Film Review: The First Movie



   To celebrate Dogwoof's Planet of Snail DVD give-away here at The Totality , I'll be spending looking at, and celebrating, several of the titles available in their catalogue over the course of this week. Today I start with The First Movie - an incomprehensibly magical documentary by everyone's favourite film historian Mark Cousins. 

    For many of us it's impossible to remember, or even comprehend, what the first movie we may have ever seen could be. We take cinema, and it's ability to transport us, to make us laugh and to summon tears from our eyes, almost entirely for granted - films have always been part of our lives and it's entirely impossible to imagine life another way. Even the most jaded of movie-goers must remember a time when the moving image was enough to inspire transcendental glee; for many of us, sat in front of the big screen and following the adventures of our heroes, be they Phil Connors, George Bailey or Rick Blaine,  is enough to inspire an unparalleled nostalgia and warmth in our hearts. To the more fanatical of movie fans these same instances can be eulogised as some of the best moments in their lives, unmatched moments of joy and empathy.

   Imagine, then, a world with no cinema. A childhood spent without the ability to escape the occasional mundane Sunday with a trip to the movies, a voyage to a world completely unlike your own; the worries of forgetting to do your homework swapped for the more pressing concerns of whether or not Jackie Chan can overcome even higher surmounting odds - he can't possibly have survived this fall can he?

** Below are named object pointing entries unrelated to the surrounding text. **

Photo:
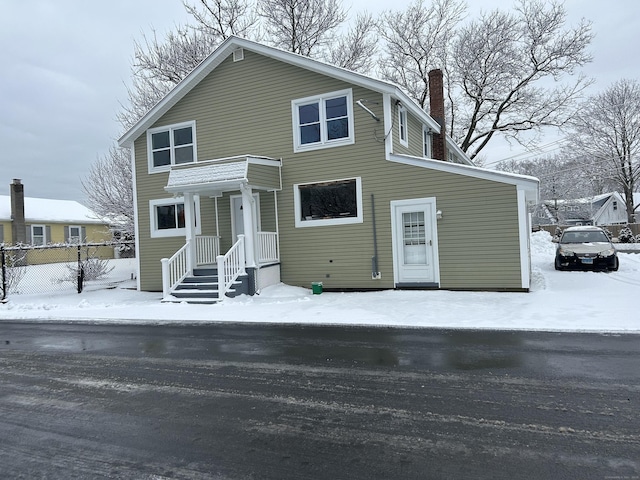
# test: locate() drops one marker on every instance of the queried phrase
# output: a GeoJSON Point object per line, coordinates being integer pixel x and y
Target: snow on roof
{"type": "Point", "coordinates": [46, 210]}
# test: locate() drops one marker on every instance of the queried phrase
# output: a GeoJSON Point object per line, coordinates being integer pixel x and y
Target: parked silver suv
{"type": "Point", "coordinates": [585, 247]}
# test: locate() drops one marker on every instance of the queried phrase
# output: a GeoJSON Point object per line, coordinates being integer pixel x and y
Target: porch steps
{"type": "Point", "coordinates": [202, 287]}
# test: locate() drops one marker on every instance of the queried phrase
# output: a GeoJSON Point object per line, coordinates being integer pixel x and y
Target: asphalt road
{"type": "Point", "coordinates": [286, 402]}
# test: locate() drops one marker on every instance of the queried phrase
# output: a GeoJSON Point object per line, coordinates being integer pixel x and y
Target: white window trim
{"type": "Point", "coordinates": [427, 151]}
{"type": "Point", "coordinates": [72, 237]}
{"type": "Point", "coordinates": [323, 143]}
{"type": "Point", "coordinates": [403, 121]}
{"type": "Point", "coordinates": [44, 234]}
{"type": "Point", "coordinates": [175, 126]}
{"type": "Point", "coordinates": [174, 232]}
{"type": "Point", "coordinates": [299, 223]}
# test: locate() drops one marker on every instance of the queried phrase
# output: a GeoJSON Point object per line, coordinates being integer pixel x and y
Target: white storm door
{"type": "Point", "coordinates": [413, 240]}
{"type": "Point", "coordinates": [237, 212]}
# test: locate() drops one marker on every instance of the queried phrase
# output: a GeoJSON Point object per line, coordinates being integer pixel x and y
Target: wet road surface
{"type": "Point", "coordinates": [287, 402]}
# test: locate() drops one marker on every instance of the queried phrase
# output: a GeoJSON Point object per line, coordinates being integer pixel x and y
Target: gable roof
{"type": "Point", "coordinates": [45, 210]}
{"type": "Point", "coordinates": [230, 44]}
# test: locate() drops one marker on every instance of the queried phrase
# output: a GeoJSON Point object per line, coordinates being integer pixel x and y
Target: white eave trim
{"type": "Point", "coordinates": [526, 183]}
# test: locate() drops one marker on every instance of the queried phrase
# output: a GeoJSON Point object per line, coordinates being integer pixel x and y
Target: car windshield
{"type": "Point", "coordinates": [584, 237]}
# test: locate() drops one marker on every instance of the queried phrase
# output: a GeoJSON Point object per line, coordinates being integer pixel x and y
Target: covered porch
{"type": "Point", "coordinates": [201, 270]}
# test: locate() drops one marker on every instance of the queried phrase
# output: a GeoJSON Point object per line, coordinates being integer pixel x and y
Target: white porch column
{"type": "Point", "coordinates": [190, 231]}
{"type": "Point", "coordinates": [249, 222]}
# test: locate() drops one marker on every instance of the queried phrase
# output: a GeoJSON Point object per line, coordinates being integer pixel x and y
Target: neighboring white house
{"type": "Point", "coordinates": [604, 209]}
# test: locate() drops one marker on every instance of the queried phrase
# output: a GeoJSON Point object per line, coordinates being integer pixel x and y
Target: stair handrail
{"type": "Point", "coordinates": [230, 267]}
{"type": "Point", "coordinates": [175, 269]}
{"type": "Point", "coordinates": [207, 249]}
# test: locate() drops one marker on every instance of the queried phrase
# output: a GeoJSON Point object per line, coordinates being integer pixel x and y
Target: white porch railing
{"type": "Point", "coordinates": [230, 267]}
{"type": "Point", "coordinates": [207, 250]}
{"type": "Point", "coordinates": [175, 269]}
{"type": "Point", "coordinates": [268, 247]}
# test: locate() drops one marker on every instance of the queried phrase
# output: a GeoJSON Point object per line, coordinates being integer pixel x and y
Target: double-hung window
{"type": "Point", "coordinates": [328, 203]}
{"type": "Point", "coordinates": [38, 235]}
{"type": "Point", "coordinates": [74, 234]}
{"type": "Point", "coordinates": [426, 142]}
{"type": "Point", "coordinates": [168, 218]}
{"type": "Point", "coordinates": [323, 121]}
{"type": "Point", "coordinates": [172, 145]}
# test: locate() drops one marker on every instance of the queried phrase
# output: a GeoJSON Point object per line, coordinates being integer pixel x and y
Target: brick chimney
{"type": "Point", "coordinates": [436, 110]}
{"type": "Point", "coordinates": [18, 228]}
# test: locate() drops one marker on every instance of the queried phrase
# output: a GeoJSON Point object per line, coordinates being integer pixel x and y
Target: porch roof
{"type": "Point", "coordinates": [213, 177]}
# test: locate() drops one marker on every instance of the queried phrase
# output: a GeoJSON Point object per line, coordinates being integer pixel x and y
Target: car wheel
{"type": "Point", "coordinates": [557, 264]}
{"type": "Point", "coordinates": [616, 264]}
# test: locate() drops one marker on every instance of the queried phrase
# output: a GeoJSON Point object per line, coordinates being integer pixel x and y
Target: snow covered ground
{"type": "Point", "coordinates": [558, 301]}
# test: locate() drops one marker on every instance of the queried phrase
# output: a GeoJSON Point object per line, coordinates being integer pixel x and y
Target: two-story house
{"type": "Point", "coordinates": [275, 167]}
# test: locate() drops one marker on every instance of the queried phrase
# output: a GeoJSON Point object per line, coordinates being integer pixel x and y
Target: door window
{"type": "Point", "coordinates": [414, 238]}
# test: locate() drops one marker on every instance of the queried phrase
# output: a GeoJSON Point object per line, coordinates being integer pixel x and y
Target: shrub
{"type": "Point", "coordinates": [15, 269]}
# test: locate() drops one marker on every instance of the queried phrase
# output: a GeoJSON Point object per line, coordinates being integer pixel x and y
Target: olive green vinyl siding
{"type": "Point", "coordinates": [264, 176]}
{"type": "Point", "coordinates": [471, 254]}
{"type": "Point", "coordinates": [244, 108]}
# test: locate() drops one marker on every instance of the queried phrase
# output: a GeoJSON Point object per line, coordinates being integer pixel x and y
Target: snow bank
{"type": "Point", "coordinates": [558, 301]}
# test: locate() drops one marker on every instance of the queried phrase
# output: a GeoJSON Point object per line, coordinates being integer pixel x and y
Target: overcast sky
{"type": "Point", "coordinates": [64, 65]}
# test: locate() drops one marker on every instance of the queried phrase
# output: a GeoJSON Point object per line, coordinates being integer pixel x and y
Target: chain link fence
{"type": "Point", "coordinates": [64, 268]}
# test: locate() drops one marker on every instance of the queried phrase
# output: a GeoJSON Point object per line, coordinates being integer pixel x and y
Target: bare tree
{"type": "Point", "coordinates": [109, 189]}
{"type": "Point", "coordinates": [509, 72]}
{"type": "Point", "coordinates": [222, 18]}
{"type": "Point", "coordinates": [415, 42]}
{"type": "Point", "coordinates": [301, 26]}
{"type": "Point", "coordinates": [607, 134]}
{"type": "Point", "coordinates": [159, 65]}
{"type": "Point", "coordinates": [356, 50]}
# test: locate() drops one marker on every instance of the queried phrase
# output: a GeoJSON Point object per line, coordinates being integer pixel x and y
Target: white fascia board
{"type": "Point", "coordinates": [459, 152]}
{"type": "Point", "coordinates": [528, 184]}
{"type": "Point", "coordinates": [227, 47]}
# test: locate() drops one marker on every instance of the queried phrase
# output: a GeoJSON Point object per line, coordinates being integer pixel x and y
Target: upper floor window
{"type": "Point", "coordinates": [328, 203]}
{"type": "Point", "coordinates": [172, 145]}
{"type": "Point", "coordinates": [168, 217]}
{"type": "Point", "coordinates": [403, 129]}
{"type": "Point", "coordinates": [323, 121]}
{"type": "Point", "coordinates": [426, 142]}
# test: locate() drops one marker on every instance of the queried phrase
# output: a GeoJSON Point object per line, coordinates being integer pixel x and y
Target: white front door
{"type": "Point", "coordinates": [237, 219]}
{"type": "Point", "coordinates": [414, 241]}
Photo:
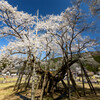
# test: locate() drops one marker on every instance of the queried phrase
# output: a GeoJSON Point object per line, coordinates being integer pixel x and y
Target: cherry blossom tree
{"type": "Point", "coordinates": [37, 39]}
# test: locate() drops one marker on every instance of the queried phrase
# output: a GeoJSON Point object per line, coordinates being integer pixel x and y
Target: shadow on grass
{"type": "Point", "coordinates": [22, 97]}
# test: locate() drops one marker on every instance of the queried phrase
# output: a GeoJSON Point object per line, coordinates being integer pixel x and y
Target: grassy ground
{"type": "Point", "coordinates": [7, 93]}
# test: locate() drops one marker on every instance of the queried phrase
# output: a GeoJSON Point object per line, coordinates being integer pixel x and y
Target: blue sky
{"type": "Point", "coordinates": [44, 6]}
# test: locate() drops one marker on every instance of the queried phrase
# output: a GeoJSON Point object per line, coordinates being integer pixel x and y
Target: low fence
{"type": "Point", "coordinates": [1, 82]}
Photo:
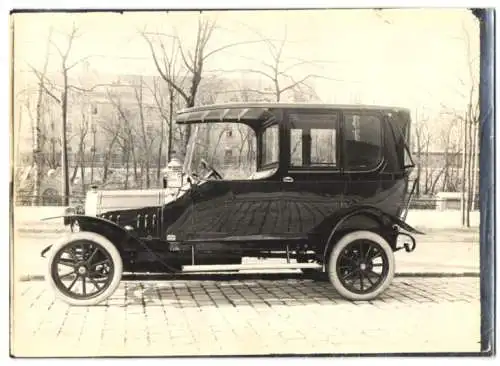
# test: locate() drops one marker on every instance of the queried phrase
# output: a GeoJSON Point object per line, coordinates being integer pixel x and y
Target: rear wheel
{"type": "Point", "coordinates": [84, 269]}
{"type": "Point", "coordinates": [361, 265]}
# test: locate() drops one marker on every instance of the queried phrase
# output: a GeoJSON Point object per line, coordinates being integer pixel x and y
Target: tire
{"type": "Point", "coordinates": [367, 244]}
{"type": "Point", "coordinates": [109, 266]}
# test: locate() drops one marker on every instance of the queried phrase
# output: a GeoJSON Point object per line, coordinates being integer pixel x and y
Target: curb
{"type": "Point", "coordinates": [210, 277]}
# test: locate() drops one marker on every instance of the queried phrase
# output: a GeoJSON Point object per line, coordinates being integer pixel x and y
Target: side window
{"type": "Point", "coordinates": [313, 140]}
{"type": "Point", "coordinates": [363, 141]}
{"type": "Point", "coordinates": [270, 145]}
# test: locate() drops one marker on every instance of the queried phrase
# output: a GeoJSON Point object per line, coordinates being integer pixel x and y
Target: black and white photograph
{"type": "Point", "coordinates": [246, 182]}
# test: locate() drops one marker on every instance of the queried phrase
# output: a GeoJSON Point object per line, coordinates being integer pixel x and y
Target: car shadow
{"type": "Point", "coordinates": [229, 290]}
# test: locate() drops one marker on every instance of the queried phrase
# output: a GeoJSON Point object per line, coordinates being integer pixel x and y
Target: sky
{"type": "Point", "coordinates": [410, 58]}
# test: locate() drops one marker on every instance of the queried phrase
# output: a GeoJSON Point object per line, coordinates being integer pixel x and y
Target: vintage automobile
{"type": "Point", "coordinates": [323, 187]}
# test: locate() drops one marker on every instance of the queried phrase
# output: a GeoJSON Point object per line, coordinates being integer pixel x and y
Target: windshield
{"type": "Point", "coordinates": [228, 148]}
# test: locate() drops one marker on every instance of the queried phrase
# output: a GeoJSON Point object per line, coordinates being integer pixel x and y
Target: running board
{"type": "Point", "coordinates": [243, 267]}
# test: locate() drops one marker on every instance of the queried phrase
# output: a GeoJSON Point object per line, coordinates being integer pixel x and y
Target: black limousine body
{"type": "Point", "coordinates": [325, 188]}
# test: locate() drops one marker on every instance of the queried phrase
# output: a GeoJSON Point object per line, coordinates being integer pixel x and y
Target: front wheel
{"type": "Point", "coordinates": [361, 265]}
{"type": "Point", "coordinates": [84, 269]}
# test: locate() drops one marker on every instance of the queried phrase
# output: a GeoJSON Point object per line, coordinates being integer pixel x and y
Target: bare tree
{"type": "Point", "coordinates": [147, 138]}
{"type": "Point", "coordinates": [60, 95]}
{"type": "Point", "coordinates": [469, 120]}
{"type": "Point", "coordinates": [123, 133]}
{"type": "Point", "coordinates": [37, 146]}
{"type": "Point", "coordinates": [278, 71]}
{"type": "Point", "coordinates": [193, 60]}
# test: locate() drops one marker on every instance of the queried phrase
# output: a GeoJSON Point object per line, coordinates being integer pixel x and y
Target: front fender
{"type": "Point", "coordinates": [118, 235]}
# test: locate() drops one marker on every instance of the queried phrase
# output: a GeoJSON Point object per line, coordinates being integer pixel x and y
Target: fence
{"type": "Point", "coordinates": [57, 200]}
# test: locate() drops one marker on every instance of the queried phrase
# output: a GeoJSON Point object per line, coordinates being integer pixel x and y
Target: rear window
{"type": "Point", "coordinates": [313, 140]}
{"type": "Point", "coordinates": [363, 141]}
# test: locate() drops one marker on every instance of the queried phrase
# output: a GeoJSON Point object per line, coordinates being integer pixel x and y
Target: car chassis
{"type": "Point", "coordinates": [342, 218]}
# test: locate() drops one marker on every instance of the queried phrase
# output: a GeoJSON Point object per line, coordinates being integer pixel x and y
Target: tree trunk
{"type": "Point", "coordinates": [463, 197]}
{"type": "Point", "coordinates": [474, 167]}
{"type": "Point", "coordinates": [64, 142]}
{"type": "Point", "coordinates": [170, 117]}
{"type": "Point", "coordinates": [469, 174]}
{"type": "Point", "coordinates": [92, 159]}
{"type": "Point", "coordinates": [37, 149]}
{"type": "Point", "coordinates": [82, 168]}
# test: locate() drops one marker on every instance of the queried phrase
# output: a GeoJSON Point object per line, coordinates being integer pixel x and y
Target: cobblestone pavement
{"type": "Point", "coordinates": [239, 316]}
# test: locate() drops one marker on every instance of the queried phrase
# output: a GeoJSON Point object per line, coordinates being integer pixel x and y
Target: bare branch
{"type": "Point", "coordinates": [229, 46]}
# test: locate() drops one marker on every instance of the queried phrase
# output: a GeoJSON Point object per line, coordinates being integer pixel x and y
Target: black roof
{"type": "Point", "coordinates": [255, 111]}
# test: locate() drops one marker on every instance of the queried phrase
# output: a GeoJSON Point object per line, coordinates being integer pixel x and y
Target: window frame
{"type": "Point", "coordinates": [381, 157]}
{"type": "Point", "coordinates": [261, 165]}
{"type": "Point", "coordinates": [338, 142]}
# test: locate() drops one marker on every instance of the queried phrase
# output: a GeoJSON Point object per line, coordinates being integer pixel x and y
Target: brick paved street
{"type": "Point", "coordinates": [241, 315]}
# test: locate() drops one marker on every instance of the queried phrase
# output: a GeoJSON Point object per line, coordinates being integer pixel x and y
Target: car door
{"type": "Point", "coordinates": [313, 186]}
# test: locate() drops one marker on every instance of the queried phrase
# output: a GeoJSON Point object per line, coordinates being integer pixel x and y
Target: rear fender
{"type": "Point", "coordinates": [382, 219]}
{"type": "Point", "coordinates": [120, 237]}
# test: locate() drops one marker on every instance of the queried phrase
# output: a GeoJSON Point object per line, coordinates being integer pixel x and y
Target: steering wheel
{"type": "Point", "coordinates": [213, 172]}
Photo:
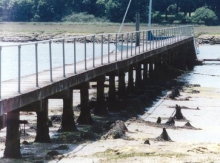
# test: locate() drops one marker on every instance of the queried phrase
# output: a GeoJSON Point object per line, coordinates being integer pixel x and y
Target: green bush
{"type": "Point", "coordinates": [206, 15]}
{"type": "Point", "coordinates": [83, 17]}
{"type": "Point", "coordinates": [156, 17]}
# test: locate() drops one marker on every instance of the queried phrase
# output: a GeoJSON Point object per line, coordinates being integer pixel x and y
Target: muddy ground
{"type": "Point", "coordinates": [200, 107]}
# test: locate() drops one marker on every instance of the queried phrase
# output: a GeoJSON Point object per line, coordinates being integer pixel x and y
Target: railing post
{"type": "Point", "coordinates": [50, 51]}
{"type": "Point", "coordinates": [74, 44]}
{"type": "Point", "coordinates": [139, 41]}
{"type": "Point", "coordinates": [36, 63]}
{"type": "Point", "coordinates": [156, 39]}
{"type": "Point", "coordinates": [131, 42]}
{"type": "Point", "coordinates": [108, 48]}
{"type": "Point", "coordinates": [85, 53]}
{"type": "Point", "coordinates": [0, 72]}
{"type": "Point", "coordinates": [19, 68]}
{"type": "Point", "coordinates": [127, 44]}
{"type": "Point", "coordinates": [122, 40]}
{"type": "Point", "coordinates": [143, 41]}
{"type": "Point", "coordinates": [116, 46]}
{"type": "Point", "coordinates": [64, 70]}
{"type": "Point", "coordinates": [135, 50]}
{"type": "Point", "coordinates": [93, 50]}
{"type": "Point", "coordinates": [102, 50]}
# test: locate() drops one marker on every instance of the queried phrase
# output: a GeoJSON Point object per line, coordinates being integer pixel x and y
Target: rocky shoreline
{"type": "Point", "coordinates": [42, 36]}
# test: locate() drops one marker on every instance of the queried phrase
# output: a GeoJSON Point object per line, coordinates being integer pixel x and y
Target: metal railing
{"type": "Point", "coordinates": [103, 49]}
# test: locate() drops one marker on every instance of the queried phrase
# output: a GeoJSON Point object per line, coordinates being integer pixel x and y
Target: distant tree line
{"type": "Point", "coordinates": [164, 11]}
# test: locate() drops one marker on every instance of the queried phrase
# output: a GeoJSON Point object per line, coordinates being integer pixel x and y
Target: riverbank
{"type": "Point", "coordinates": [33, 31]}
{"type": "Point", "coordinates": [199, 144]}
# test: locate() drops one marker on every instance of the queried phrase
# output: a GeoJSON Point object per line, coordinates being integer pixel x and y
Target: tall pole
{"type": "Point", "coordinates": [137, 29]}
{"type": "Point", "coordinates": [149, 17]}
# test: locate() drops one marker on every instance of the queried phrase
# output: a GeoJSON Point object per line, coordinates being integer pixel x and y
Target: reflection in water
{"type": "Point", "coordinates": [208, 74]}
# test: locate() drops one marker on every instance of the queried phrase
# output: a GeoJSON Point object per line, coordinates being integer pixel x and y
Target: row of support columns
{"type": "Point", "coordinates": [146, 72]}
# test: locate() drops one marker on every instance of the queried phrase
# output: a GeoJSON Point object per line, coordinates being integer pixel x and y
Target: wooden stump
{"type": "Point", "coordinates": [164, 136]}
{"type": "Point", "coordinates": [178, 114]}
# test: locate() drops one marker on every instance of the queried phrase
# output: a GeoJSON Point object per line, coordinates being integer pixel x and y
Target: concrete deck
{"type": "Point", "coordinates": [12, 100]}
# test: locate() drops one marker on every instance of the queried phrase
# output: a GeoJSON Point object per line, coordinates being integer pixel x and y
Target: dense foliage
{"type": "Point", "coordinates": [164, 11]}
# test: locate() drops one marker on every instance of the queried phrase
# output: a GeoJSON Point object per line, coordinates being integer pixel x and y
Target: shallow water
{"type": "Point", "coordinates": [208, 74]}
{"type": "Point", "coordinates": [9, 56]}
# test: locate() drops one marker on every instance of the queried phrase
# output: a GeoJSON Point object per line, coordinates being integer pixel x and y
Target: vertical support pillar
{"type": "Point", "coordinates": [112, 91]}
{"type": "Point", "coordinates": [101, 108]}
{"type": "Point", "coordinates": [121, 85]}
{"type": "Point", "coordinates": [12, 144]}
{"type": "Point", "coordinates": [151, 71]}
{"type": "Point", "coordinates": [130, 79]}
{"type": "Point", "coordinates": [85, 115]}
{"type": "Point", "coordinates": [145, 74]}
{"type": "Point", "coordinates": [138, 79]}
{"type": "Point", "coordinates": [42, 134]}
{"type": "Point", "coordinates": [68, 123]}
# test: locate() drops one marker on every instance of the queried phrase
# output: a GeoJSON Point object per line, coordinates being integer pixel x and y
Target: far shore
{"type": "Point", "coordinates": [35, 31]}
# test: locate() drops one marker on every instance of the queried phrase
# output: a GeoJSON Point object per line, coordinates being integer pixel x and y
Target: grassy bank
{"type": "Point", "coordinates": [87, 28]}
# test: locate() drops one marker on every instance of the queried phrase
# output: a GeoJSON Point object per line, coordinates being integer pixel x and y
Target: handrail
{"type": "Point", "coordinates": [149, 40]}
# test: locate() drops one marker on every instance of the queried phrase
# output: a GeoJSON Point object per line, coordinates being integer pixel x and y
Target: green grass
{"type": "Point", "coordinates": [87, 28]}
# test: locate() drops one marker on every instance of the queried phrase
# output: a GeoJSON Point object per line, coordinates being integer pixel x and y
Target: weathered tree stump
{"type": "Point", "coordinates": [178, 114]}
{"type": "Point", "coordinates": [174, 93]}
{"type": "Point", "coordinates": [164, 136]}
{"type": "Point", "coordinates": [117, 130]}
{"type": "Point", "coordinates": [170, 122]}
{"type": "Point", "coordinates": [147, 142]}
{"type": "Point", "coordinates": [158, 120]}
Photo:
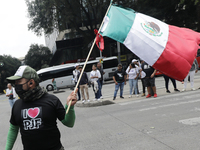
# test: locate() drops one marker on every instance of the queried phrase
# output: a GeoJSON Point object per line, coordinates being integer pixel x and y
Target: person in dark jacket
{"type": "Point", "coordinates": [83, 84]}
{"type": "Point", "coordinates": [36, 113]}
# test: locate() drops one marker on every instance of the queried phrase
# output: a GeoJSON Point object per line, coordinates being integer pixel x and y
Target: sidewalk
{"type": "Point", "coordinates": [160, 88]}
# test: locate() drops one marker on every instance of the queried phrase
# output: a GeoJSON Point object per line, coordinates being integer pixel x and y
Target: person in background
{"type": "Point", "coordinates": [11, 94]}
{"type": "Point", "coordinates": [139, 69]}
{"type": "Point", "coordinates": [119, 78]}
{"type": "Point", "coordinates": [83, 84]}
{"type": "Point", "coordinates": [132, 75]}
{"type": "Point", "coordinates": [193, 70]}
{"type": "Point", "coordinates": [75, 73]}
{"type": "Point", "coordinates": [54, 84]}
{"type": "Point", "coordinates": [99, 67]}
{"type": "Point", "coordinates": [95, 75]}
{"type": "Point", "coordinates": [167, 83]}
{"type": "Point", "coordinates": [36, 113]}
{"type": "Point", "coordinates": [149, 79]}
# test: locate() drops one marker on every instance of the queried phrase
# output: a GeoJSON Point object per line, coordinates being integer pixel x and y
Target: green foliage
{"type": "Point", "coordinates": [45, 15]}
{"type": "Point", "coordinates": [38, 56]}
{"type": "Point", "coordinates": [9, 67]}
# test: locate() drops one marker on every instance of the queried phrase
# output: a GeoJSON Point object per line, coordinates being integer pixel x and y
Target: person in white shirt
{"type": "Point", "coordinates": [139, 69]}
{"type": "Point", "coordinates": [75, 74]}
{"type": "Point", "coordinates": [95, 75]}
{"type": "Point", "coordinates": [11, 94]}
{"type": "Point", "coordinates": [133, 74]}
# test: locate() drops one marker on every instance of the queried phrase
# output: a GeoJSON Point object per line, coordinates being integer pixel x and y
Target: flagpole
{"type": "Point", "coordinates": [70, 102]}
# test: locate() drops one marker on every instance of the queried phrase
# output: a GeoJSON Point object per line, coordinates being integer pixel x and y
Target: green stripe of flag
{"type": "Point", "coordinates": [120, 23]}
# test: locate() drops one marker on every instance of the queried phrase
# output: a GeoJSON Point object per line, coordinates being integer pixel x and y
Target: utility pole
{"type": "Point", "coordinates": [118, 50]}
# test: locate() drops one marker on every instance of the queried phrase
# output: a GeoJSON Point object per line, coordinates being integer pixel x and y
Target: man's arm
{"type": "Point", "coordinates": [70, 117]}
{"type": "Point", "coordinates": [12, 136]}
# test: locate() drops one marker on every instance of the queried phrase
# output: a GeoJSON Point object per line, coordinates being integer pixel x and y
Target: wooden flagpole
{"type": "Point", "coordinates": [88, 57]}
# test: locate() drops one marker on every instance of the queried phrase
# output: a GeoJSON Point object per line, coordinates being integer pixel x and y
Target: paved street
{"type": "Point", "coordinates": [168, 122]}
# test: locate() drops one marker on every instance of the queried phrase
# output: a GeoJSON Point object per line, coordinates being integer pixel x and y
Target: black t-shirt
{"type": "Point", "coordinates": [147, 69]}
{"type": "Point", "coordinates": [119, 76]}
{"type": "Point", "coordinates": [37, 122]}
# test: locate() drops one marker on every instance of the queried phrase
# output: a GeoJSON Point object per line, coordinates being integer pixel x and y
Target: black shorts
{"type": "Point", "coordinates": [149, 82]}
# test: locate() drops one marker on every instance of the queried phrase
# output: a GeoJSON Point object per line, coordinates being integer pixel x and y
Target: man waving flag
{"type": "Point", "coordinates": [167, 48]}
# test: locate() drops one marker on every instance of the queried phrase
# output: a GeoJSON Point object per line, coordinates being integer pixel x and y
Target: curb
{"type": "Point", "coordinates": [94, 103]}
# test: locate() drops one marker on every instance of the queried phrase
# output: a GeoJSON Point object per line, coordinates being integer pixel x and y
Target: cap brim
{"type": "Point", "coordinates": [14, 78]}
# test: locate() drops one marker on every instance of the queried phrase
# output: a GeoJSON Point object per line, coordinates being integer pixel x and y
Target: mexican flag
{"type": "Point", "coordinates": [166, 48]}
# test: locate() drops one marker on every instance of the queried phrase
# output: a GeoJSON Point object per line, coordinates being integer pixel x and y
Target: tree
{"type": "Point", "coordinates": [38, 56]}
{"type": "Point", "coordinates": [8, 68]}
{"type": "Point", "coordinates": [80, 16]}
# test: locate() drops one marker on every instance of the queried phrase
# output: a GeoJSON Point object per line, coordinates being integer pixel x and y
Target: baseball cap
{"type": "Point", "coordinates": [134, 60]}
{"type": "Point", "coordinates": [25, 72]}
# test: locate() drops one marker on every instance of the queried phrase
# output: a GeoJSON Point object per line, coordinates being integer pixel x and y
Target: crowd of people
{"type": "Point", "coordinates": [136, 70]}
{"type": "Point", "coordinates": [37, 111]}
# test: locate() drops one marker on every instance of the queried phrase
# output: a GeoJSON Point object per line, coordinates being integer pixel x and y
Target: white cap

   A world with no cinema is the starting point for Mark Cousin's magical realist documentary. On a trip to Iraq, the director sets up a tent to show these children the first moving images they will have ever seen. Their life, normally spent in the horrors of a deeply war torn region, is interrupted by tales of aliens visiting the earth in E.T. and of the story of a boy and a balloon with a mind of it's own in Le Ballon Rouge . Cousin's gives these children the gift of cinema and it's impossible not to see their internal reactions spread all over their face - wonder and inspiration have imbibed their souls in equal measure.

   The real majesty of Cousin's documentary comes next when, bequeathed with their new knowledge of film as a medium, the director arms the children with video cameras to go away and make their own movies. Just because they've never experienced the medium of cinema before does not mean that the children are lacking in imagination - indeed, they all seem to possess an innate ability for story-telling and, as Cousins' so eloquently puts it, they each understand their new equipment as being "empathy machines". None more-so  perhaps, than the child who decorates his own attempt at a movie with a live action voice-over. Another child is making shapes in the earth as the first time director narrates, poetically, that the traced fingers represents the boy giving his dreams to the ground. That this line came from a young child is startling but shows that, in us all, is a deep sense of empathy and wonder which can oftentimes be most easily tapped into viewing the world through the fantasy of movies.

   In The First Movie Mark Cousins gives Iraqi children the incredible gift of the experience of cinema. The children, with their first experience of film, in turn give us the incredible gift of this movie. Watching them observing cinema through naive eyes transported the writer to an imaginary place where he too could imagine viewing film for the first time. Cousin's film is one which alerts the audience to feeling young and live - it's cinema of the most pure and magical kind.